During the summer months you can also get a fantastic Ice Cream from the van that normally resides in the car park.
Burley is a truely traditional New Forest village, nestling in the lee of a hill surrounded by an area of true outstanding natural beauty. A dramatic contrast of colourful heathlands, mighty oaks, beeches and lofty pines.
Burley still practices the old tradition of commoning, where animals are allowed to graze on the open forest, one of the few remaining. Ponies and Cattle roam free around the village outside the various coffee shops and numerous gift shops.
Burley’s unique character of Witches, smuggling and dragons is evident in the gift shops and The Queen’s Head pub, built in the 16th century, was notorious for smugglers and highwaymen. A hidden cellar was discovered beneath the floor of the “Stable bar”, full of pistols, bottles and coins believed to be one of the hiding places of smugglers.
Beaulieu Motor Museum
The Beaulieu Motor Museum houses a collection of over 250 automobiles and motorcycles telling the story of motoring on the roads of Britain from the dawn of motoring to the present day. The award winning National Motor Museum appeals to all age groups showing vehicles from World Land Speed Record Breakers including, Campbell’s famous Bluebird, to film favourites such as the magical flying car, Chitty Chitty Bang Bang.

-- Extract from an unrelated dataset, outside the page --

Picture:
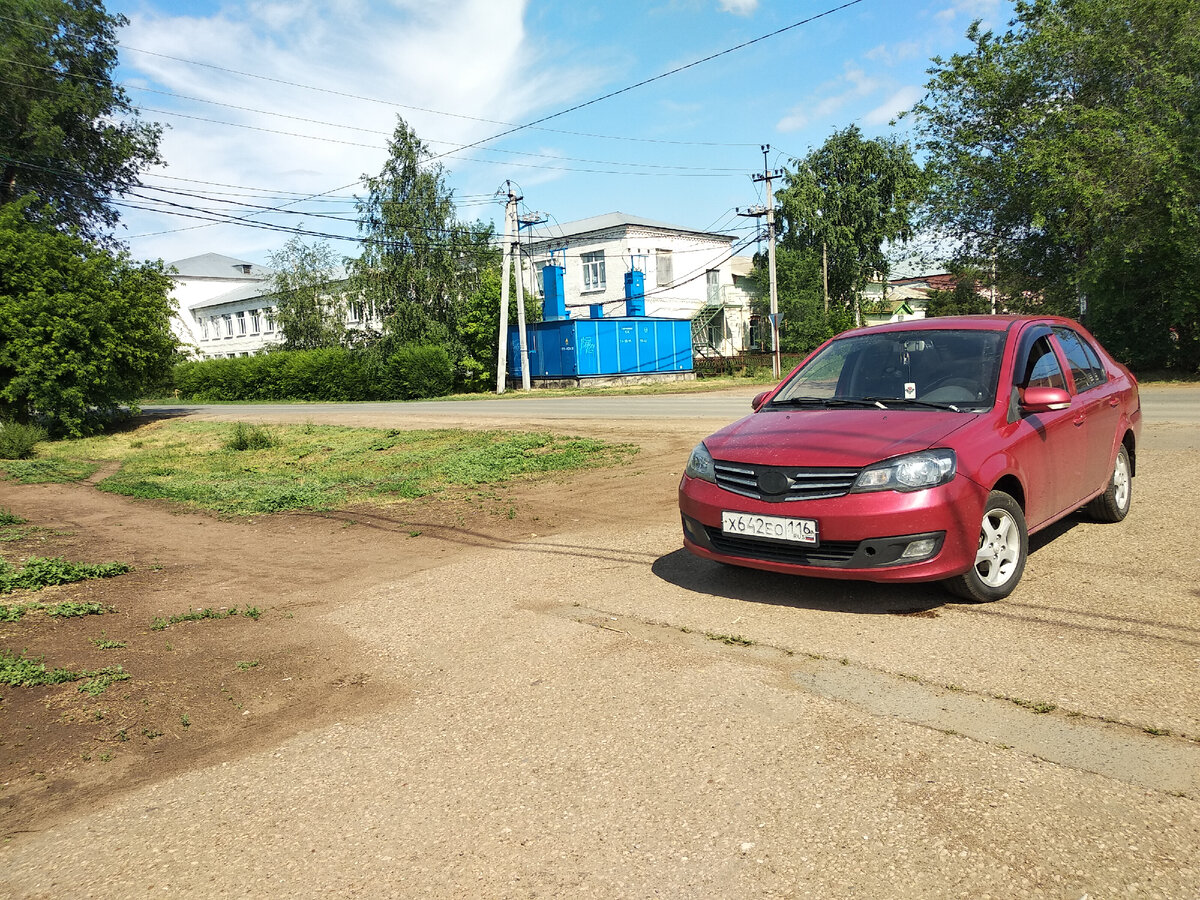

There are always other extra features to make this a very packed, fun filed day for all the family.
The town is world renown as a sailing resort; there are two large marinas Berthon and Haven and two sailing clubs RLYC and Lymington Town. Close by the sailing clubs is an open-air seawater bath that was built in 1833.
Lymington is renown as a sailing resort with two large marinas and two salining clubs. There are a number of interesting independent shops including some designer boutiques. On Saturday a market is held in the High Street, the origins of which probably date back to the 13th century. At the bottom of the High Street a cobblestone road leads down to the Old Town Quay, still used as a base by commercial fishing boats.
Fordingbridge is is a small country town on the banks of the River Avon, on the western edge of the New Forest. The town is a wonderful place for visitors with its beautiful scenery, nature havens, cycleways and welcoming people.
Once an industrial town and commercial centre, Fordingbridge boasted many trades such as brickmaking, pottery and textiles. It was also known for smuggling, infact the infamous Captain Diamond, the `Smuggler King’ spent much of his time here.
Fordingbridge offers a good selection of local shops as well as an attractive children’s playground and park alongside the river.